Elias had already grabbed his straw hat and tossed it over the roof's edge. "Briggs, soft alert. Alpha Team with us, rapid response protocol. No mass evacuation trigger yet, it'll cause panic in end-of-day traffic. We contain, clean up, and tidy before the neighborhood notices."

"Captain, protocol for Class B and above requires immediate civilian notification—" Mara began.

"Protocol was written by desk jockeys, not field people." He headed for the door, but his gaze met hers. "In this sector, an alert will flush everyone out of their squats. They'll pour into the streets, right under the potential flight path of Nemeses if the rift spits. You prefer following protocol and having civilians smack in the combat zone, or breaking it and leaving them under cover?"

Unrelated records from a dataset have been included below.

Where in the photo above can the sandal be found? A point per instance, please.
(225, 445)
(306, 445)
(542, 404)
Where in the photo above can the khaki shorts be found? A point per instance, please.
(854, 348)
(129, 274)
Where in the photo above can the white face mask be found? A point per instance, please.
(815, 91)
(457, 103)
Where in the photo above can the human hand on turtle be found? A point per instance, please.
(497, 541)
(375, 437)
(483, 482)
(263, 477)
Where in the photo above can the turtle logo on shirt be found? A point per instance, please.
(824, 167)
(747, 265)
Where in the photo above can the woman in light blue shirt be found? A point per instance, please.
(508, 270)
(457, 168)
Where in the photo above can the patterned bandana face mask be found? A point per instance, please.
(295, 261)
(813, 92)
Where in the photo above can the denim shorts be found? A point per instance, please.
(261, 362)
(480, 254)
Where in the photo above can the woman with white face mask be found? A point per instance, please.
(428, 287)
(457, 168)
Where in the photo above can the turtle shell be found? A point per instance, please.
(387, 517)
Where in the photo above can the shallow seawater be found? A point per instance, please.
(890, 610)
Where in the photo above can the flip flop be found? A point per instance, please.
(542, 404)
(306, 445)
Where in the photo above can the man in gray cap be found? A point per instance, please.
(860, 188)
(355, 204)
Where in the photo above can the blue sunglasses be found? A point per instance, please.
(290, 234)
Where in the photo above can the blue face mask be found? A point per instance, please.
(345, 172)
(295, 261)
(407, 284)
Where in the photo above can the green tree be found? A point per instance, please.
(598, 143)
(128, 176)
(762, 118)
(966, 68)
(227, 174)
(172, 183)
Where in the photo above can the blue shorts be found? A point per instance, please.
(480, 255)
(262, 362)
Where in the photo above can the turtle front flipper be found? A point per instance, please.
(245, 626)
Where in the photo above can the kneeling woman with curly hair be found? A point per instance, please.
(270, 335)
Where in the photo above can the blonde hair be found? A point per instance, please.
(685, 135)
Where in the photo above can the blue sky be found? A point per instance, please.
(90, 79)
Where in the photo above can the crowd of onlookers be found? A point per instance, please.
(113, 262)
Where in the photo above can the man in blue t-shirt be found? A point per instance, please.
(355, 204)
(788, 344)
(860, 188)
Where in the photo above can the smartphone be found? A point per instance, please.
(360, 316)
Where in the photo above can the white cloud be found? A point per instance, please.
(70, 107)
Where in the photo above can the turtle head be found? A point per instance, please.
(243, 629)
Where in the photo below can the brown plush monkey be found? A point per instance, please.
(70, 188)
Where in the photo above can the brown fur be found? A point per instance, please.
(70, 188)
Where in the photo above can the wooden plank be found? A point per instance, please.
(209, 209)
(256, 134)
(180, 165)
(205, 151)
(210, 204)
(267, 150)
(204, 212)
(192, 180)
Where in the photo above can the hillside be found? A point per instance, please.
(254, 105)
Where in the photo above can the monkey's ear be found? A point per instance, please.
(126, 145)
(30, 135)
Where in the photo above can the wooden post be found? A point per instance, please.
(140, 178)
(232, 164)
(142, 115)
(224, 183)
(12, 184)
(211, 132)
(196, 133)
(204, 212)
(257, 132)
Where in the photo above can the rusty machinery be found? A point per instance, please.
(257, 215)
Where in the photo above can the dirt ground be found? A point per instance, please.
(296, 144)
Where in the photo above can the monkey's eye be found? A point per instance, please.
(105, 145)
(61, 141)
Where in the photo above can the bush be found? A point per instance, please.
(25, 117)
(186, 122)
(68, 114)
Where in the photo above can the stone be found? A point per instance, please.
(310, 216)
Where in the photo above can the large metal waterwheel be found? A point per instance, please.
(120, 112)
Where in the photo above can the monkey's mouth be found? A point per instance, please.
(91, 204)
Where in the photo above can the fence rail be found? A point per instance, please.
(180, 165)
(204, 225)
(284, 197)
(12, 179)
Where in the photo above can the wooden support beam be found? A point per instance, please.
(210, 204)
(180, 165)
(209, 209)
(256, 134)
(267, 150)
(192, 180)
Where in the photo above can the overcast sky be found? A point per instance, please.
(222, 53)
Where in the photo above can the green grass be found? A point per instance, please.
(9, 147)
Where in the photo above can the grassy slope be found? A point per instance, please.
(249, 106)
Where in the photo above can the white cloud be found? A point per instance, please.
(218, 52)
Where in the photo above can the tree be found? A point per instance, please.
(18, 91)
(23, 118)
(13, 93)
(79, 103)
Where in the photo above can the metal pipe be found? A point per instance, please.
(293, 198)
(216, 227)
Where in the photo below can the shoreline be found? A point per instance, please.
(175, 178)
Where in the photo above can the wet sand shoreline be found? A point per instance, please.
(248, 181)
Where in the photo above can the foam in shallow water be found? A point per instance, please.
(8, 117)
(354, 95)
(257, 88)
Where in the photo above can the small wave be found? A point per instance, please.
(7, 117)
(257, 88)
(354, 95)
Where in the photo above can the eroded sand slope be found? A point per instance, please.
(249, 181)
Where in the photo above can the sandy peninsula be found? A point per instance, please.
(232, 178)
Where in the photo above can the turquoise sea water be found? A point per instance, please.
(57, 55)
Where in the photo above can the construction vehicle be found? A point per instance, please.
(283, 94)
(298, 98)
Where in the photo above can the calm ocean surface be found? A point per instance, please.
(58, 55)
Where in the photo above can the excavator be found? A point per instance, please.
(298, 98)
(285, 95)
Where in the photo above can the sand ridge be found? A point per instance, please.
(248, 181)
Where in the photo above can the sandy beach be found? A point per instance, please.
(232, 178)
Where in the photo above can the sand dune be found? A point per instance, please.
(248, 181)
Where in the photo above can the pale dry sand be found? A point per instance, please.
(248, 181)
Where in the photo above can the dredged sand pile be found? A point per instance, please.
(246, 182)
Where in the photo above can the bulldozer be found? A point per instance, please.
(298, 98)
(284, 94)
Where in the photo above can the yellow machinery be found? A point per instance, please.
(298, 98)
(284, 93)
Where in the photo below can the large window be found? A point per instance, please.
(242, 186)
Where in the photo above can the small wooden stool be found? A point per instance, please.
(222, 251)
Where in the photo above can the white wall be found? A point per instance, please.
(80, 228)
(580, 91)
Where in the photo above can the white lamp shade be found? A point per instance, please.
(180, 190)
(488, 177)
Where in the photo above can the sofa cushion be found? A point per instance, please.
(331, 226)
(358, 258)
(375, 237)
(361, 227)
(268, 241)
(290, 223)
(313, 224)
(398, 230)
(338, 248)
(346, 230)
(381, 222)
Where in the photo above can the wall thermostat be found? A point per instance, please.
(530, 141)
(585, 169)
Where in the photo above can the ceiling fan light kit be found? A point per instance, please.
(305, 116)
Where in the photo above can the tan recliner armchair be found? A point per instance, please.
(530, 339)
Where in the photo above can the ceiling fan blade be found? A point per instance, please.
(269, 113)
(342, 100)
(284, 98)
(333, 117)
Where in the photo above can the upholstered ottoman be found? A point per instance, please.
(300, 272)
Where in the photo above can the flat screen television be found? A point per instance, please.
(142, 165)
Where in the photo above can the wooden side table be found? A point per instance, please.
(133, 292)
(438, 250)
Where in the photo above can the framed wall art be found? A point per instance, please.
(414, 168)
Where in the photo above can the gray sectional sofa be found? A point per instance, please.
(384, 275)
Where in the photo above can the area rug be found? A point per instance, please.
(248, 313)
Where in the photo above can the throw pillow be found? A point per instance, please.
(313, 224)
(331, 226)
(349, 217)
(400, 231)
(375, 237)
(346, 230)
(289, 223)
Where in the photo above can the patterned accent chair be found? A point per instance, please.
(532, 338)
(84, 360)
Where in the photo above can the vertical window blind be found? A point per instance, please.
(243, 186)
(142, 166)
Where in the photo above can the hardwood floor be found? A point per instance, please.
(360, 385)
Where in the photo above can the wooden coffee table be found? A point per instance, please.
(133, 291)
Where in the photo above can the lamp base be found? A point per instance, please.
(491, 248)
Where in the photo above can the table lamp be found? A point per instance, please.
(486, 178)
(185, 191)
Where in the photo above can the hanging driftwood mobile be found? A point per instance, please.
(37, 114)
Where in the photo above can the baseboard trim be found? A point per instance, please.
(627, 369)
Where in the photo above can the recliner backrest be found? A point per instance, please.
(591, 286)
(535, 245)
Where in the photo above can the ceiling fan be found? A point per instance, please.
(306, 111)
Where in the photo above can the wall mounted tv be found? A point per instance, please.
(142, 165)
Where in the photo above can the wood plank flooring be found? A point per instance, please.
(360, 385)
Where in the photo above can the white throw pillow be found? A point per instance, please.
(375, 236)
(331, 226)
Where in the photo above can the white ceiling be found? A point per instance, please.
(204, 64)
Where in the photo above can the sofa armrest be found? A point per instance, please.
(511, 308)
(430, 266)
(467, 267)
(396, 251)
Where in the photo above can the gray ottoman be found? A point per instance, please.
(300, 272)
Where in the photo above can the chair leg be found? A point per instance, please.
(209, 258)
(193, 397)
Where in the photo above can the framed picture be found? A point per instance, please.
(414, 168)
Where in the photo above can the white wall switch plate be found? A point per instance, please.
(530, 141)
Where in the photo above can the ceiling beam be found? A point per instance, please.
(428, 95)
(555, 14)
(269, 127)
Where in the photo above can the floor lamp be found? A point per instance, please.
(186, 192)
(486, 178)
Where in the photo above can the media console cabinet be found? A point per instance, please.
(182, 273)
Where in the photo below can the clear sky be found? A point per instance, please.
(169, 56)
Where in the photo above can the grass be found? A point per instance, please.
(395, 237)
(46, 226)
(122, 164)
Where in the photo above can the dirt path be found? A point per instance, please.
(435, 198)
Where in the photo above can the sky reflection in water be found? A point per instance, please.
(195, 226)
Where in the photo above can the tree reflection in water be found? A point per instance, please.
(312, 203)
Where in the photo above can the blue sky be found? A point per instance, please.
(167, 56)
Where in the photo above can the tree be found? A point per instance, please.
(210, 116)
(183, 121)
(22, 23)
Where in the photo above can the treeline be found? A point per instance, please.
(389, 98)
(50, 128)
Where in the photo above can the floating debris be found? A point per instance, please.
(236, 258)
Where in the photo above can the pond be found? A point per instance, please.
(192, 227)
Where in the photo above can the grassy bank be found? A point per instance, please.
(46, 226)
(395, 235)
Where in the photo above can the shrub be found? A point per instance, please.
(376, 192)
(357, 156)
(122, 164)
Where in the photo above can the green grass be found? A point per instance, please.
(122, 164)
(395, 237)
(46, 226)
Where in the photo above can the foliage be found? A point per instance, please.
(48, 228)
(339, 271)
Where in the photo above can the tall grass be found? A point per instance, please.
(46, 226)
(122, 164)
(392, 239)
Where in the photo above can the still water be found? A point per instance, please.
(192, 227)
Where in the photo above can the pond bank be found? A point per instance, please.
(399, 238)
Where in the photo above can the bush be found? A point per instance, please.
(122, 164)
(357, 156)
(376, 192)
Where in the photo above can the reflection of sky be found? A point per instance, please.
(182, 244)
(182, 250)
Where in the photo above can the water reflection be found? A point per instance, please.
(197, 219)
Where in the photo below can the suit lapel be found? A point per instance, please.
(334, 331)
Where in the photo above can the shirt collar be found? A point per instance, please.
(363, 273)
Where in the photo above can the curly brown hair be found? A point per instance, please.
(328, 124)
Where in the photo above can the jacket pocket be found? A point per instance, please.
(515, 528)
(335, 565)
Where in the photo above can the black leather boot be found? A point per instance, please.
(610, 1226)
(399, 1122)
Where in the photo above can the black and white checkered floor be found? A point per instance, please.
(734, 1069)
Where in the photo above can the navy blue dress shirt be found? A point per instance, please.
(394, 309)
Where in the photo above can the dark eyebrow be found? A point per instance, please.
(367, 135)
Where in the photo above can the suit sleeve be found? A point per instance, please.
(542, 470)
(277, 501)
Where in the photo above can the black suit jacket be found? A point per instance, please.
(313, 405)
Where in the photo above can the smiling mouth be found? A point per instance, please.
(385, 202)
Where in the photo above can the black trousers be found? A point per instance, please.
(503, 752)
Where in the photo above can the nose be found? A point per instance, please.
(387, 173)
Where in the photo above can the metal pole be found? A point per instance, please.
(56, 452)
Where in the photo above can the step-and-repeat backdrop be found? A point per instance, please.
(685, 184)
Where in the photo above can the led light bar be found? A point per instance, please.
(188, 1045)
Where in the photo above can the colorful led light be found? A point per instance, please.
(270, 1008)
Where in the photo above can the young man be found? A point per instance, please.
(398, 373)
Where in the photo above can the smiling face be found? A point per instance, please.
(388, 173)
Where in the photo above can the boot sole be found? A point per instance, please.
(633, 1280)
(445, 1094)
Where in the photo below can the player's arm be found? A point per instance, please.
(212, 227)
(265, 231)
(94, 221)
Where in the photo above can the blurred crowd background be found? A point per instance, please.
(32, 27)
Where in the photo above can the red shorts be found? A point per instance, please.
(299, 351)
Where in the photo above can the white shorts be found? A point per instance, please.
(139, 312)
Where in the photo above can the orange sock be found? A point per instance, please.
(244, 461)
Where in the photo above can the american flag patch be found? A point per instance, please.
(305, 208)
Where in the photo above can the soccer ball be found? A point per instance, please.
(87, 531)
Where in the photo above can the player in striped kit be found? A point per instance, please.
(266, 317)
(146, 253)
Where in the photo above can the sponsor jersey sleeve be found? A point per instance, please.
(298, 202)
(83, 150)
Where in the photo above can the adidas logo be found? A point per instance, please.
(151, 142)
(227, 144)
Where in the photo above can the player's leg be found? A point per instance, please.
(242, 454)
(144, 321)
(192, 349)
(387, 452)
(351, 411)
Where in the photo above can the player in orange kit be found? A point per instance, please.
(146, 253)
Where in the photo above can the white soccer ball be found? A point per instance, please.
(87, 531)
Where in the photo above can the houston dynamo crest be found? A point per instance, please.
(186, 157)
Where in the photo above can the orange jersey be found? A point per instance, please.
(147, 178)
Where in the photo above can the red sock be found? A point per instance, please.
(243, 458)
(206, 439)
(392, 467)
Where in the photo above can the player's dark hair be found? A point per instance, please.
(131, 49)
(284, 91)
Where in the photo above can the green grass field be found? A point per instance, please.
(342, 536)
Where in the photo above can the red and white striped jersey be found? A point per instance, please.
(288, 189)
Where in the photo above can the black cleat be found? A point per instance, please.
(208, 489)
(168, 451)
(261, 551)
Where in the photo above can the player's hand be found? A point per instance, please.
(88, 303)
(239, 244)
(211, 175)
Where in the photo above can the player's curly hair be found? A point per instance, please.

"You're taking on huge responsibility."

"That's why they pay me the big Captain salary." He opened the door. "Well, they should. Coming, Vice-Captain? Time to see if this company really 'runs.'"

He vanished into the stairwell.

Mara stood for a second, breathless. Then she ran after him. "My name is O'Connell! And you didn't even check Alpha Team's composition!"

His voice echoed back in the stairwell. "It's Briggs, Saito, and the new guy, the nervous one."

'How the hell does he know that? He just sleeps all day!'

She hurtled down the steps, catching up to him on the fourth floor where he was casually queuing in front of the now-working elevator.

"The elevator's working?"

"Only in emergencies. The techs are slackers, they only fix it when it's really needed." He pressed the button. The doors opened immediately.

They descended in silence. Mara studied his profile. He stared straight ahead, hands in pockets, looking almost bored. But she noticed how his fingers drummed a complex sequence on his thigh.

The doors opened onto the garage. Alpha Team—exactly as he'd described—was already there, by a dull-colored all-terrain utility vehicle. Briggs. Saito, slim and focused. And the "nervous one," a young hunter named Finn, fiddling with his pulse pistol.

"Captain! Vehicle loaded, route optimized to avoid traffic, estimated time: seven minutes," Briggs announced.

Elias nodded, circled the vehicle, and opened the front passenger door. "You drive, O'Connell."

Mara stopped short. "Me?"

"You need to know the terrain. This is your baptism by fire with us. Behind the wheel, you absorb the map, the exits, the high points." He slid into the passenger seat and closed the door. "And I can finish my nap."

He reclined the seat and closed his eyes.

Mara, under the team's half-amused, half-admiring gaze, climbed into the driver's seat, jaws clenched. She started up, shooting the vehicle out of the garage into the hazy afternoon.

As she slalomed through traffic, Elias, eyes still closed, murmured:

"Take a left at the next. Road's cut off due to construction. Workers reported a 'weird vibration' this morning. Could be related."

She glanced at him, then the road ahead. She turned left.

'How...?'

The communicator crackled again.

[Jaeger Company, update. Signature strengthening. Likely reclassification to Rift Class B+. Emergence point advanced to... Now. Good luck.]

Beside her, Elias finally opened his eyes. He didn't look sleepy at all anymore.

"Change of plans, kids. The rift's open." He looked at Mara, and that smile returned, but without any warmth this time. "Welcome to Jaeger, Vice-Captain. Let's hope your exceptional talent is as good as your file claims."

The vehicle burst into the abandoned factory courtyard, and Mara saw reality tearing open twenty meters ahead.

A pulsing purple scar in the air, wide as a garage door. And from that tear, three misshapen figures, covered in scales and armed with claws that shredded metal like paper, had just spotted them.

Elias let out a weary sigh.

"Let's wrap this up quick, guys. I've got a magazine waiting."